Después de algo más de 365 días quizás hemos tropezado en las mismas cosas o en otras más profundas, pero nos hemos levantado con más fuerza o hemos tenido la valentía de dar un paso más, de nuevo, hacia adelante. Nadie ha dicho que un católico tenga la vida resuelta aquí en la tierra. Al contrario, cada día tiene que luchar para ganarse el cielo al final de sus días. La fe mueve montañas.

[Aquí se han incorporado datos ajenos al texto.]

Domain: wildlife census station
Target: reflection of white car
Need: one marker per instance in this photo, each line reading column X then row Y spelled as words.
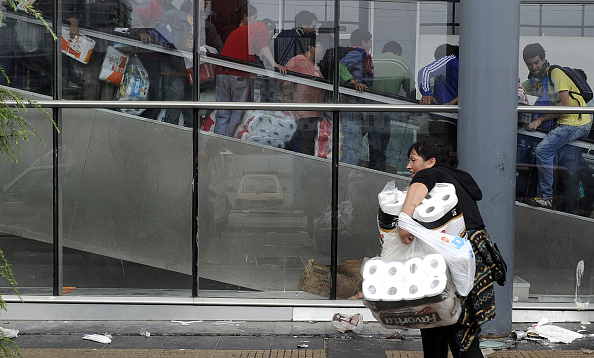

Durante este año puede que hayamos rezado más y hayamos buscado lugares apropiados para ello (el mejor de todos: delante de un Sagrario, cara a cara con el Jefe. Aunque cualquiera es válido). Otras veces habremos rezado menos o no tan bien como queríamos y nuestra oración no ha sido de las mejores ni la más sincera pero hemos estado ahí, dando la cara, aunque ésta se adormeciera en muchas otras ocasiones. La fe nos mantiene despiertos.
En este tiempo hemos esbozado una lista con un plan de piedad a realizar: libros para alimentar el alma y afianzar nuestra fe; charlas para saber por dónde tirar en nuestra vida como auténticos cristianos; películas sobre santos o temática religiosa con las que llenarnos de nuevas ideas para nuestro apostolado diario; buscar un director espiritual y hablar con él sobre nuestras alegrías, dudas, preocupaciones, tentaciones; frecuentar los Sacramentos: la Misa y la Confesión, y por último, reservar unos minutos del día para hablar con Dios. Una apuesta fuerte y difícil de seguir con una sociedad alborotada como la nuestra. La fe no entiende de imposibles.

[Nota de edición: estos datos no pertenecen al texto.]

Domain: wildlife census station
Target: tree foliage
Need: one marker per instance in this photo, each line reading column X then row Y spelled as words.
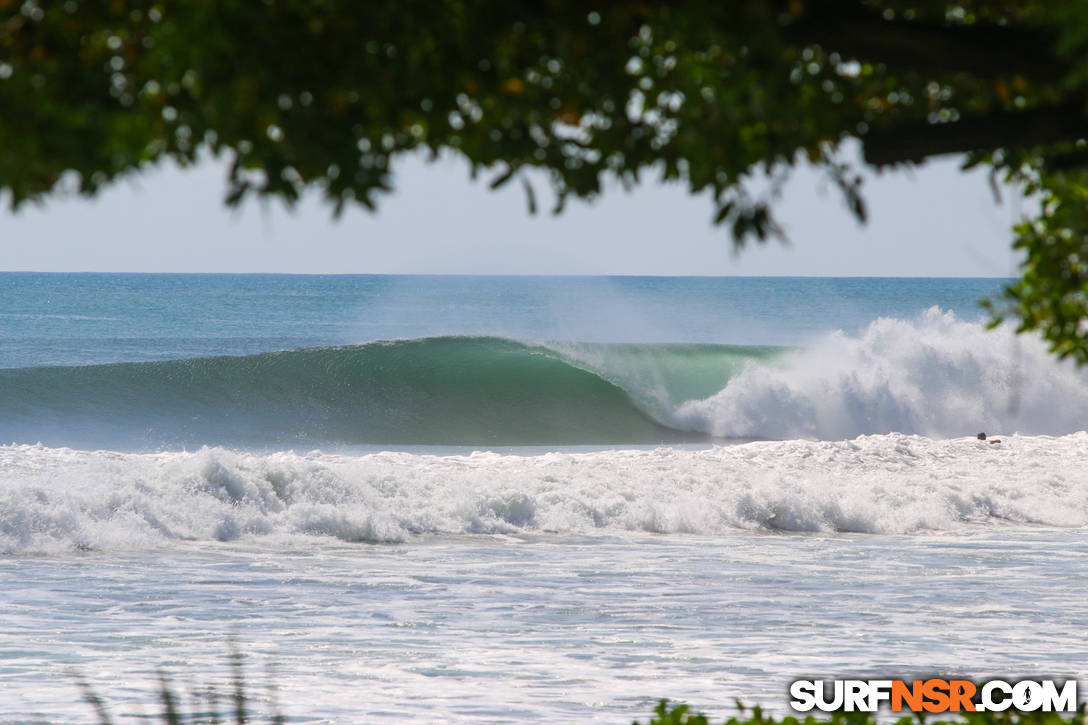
column 714, row 95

Y sin ir más lejos, lo importante de este Año de la Fe, hemos tratado de vivir cristianamente, procurando acercar a Dios a nuestra gente con nuestro estilo de vida: buscando lo auténtico, la Verdad. Todo ello sabiendo que los hechos dicen más que las palabras. Quizás nos hemos propuesto dar a conocer las costumbres cristianas y hablar más sobre Dios a las personas que tratamos a diario. En una y mil ocasiones la vergüenza, el miedo, el no saber cómo, se habrán interpuesto entre tú y tus conocidos. La fe mueve el interior de las personas.

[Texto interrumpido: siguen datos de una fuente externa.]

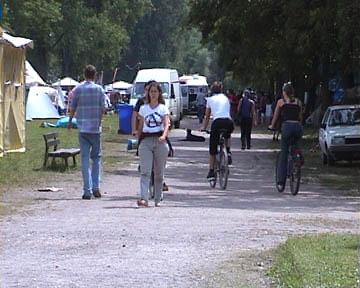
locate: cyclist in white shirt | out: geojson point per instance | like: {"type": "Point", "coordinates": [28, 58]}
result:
{"type": "Point", "coordinates": [218, 106]}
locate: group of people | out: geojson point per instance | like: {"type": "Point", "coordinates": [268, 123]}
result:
{"type": "Point", "coordinates": [151, 124]}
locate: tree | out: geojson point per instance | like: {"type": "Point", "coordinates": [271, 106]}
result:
{"type": "Point", "coordinates": [266, 41]}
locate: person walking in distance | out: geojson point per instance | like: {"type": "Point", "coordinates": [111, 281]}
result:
{"type": "Point", "coordinates": [289, 108]}
{"type": "Point", "coordinates": [88, 105]}
{"type": "Point", "coordinates": [135, 119]}
{"type": "Point", "coordinates": [247, 116]}
{"type": "Point", "coordinates": [218, 106]}
{"type": "Point", "coordinates": [153, 150]}
{"type": "Point", "coordinates": [200, 105]}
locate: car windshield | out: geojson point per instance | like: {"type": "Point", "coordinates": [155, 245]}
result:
{"type": "Point", "coordinates": [347, 116]}
{"type": "Point", "coordinates": [138, 90]}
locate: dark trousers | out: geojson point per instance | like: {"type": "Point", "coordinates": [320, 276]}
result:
{"type": "Point", "coordinates": [291, 133]}
{"type": "Point", "coordinates": [201, 112]}
{"type": "Point", "coordinates": [245, 127]}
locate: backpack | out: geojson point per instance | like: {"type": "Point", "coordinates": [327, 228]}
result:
{"type": "Point", "coordinates": [245, 109]}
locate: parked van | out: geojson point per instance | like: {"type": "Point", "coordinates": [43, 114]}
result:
{"type": "Point", "coordinates": [169, 82]}
{"type": "Point", "coordinates": [192, 86]}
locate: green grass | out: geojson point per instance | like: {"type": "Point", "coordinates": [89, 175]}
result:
{"type": "Point", "coordinates": [317, 261]}
{"type": "Point", "coordinates": [24, 169]}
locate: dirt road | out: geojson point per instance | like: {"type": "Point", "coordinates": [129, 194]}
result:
{"type": "Point", "coordinates": [63, 241]}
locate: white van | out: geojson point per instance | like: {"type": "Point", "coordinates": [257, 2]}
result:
{"type": "Point", "coordinates": [191, 86]}
{"type": "Point", "coordinates": [169, 82]}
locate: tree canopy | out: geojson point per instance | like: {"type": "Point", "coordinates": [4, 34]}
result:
{"type": "Point", "coordinates": [262, 41]}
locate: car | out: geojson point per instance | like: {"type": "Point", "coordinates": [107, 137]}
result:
{"type": "Point", "coordinates": [339, 135]}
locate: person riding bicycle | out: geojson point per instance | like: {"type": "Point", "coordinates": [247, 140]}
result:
{"type": "Point", "coordinates": [290, 110]}
{"type": "Point", "coordinates": [218, 106]}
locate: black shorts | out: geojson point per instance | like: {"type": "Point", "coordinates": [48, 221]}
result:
{"type": "Point", "coordinates": [219, 124]}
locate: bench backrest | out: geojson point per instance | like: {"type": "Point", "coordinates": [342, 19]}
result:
{"type": "Point", "coordinates": [51, 139]}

Finalmente, poco antes de concluirse este gran año de la fe, una catástrofe natural arrasaba gran parte de Filipinas. Y, de nuevo, todas las dudas y todos los por qués afloraban en nuestro interior. Pero aquí la fe tiene mucho que decir, lo explico en palabras del Papa Francisco en una de sus audiencias generales de los miércoles:
¿Por qué suceden estas cosas? No se puede explicar. Hay tantas cosas que nosotros no podemos entender. Cuando los niños comienzan a crecer no entienden las cosas y comienzan a hacer preguntas al papá o a la mamá: “Papá, ¿Por qué…? ¿Por qué…? ¿Por qué…”. Los psicólogos lo llaman la edad de los “por qué”, la edad de los “por qué”, porque el niño no entiende… Pero si nosotros estamos atentos, veremos que el niño no espera la respuesta de su papá o de su mamá: otro porqué y otro porqué… el niño necesita en aquella inseguridad que su papá y su mamá lo miren. Necesita los ojos de sus padres, necesita el corazón de sus padres. En estos momentos de tantos sufrimientos no se cansen de decir: “¿Por qué?”, como los niños. Y así atraerán los ojos de nuestro Padre sobre su pueblo, atraerán la ternura del Papá del cielo sobre ustedes”.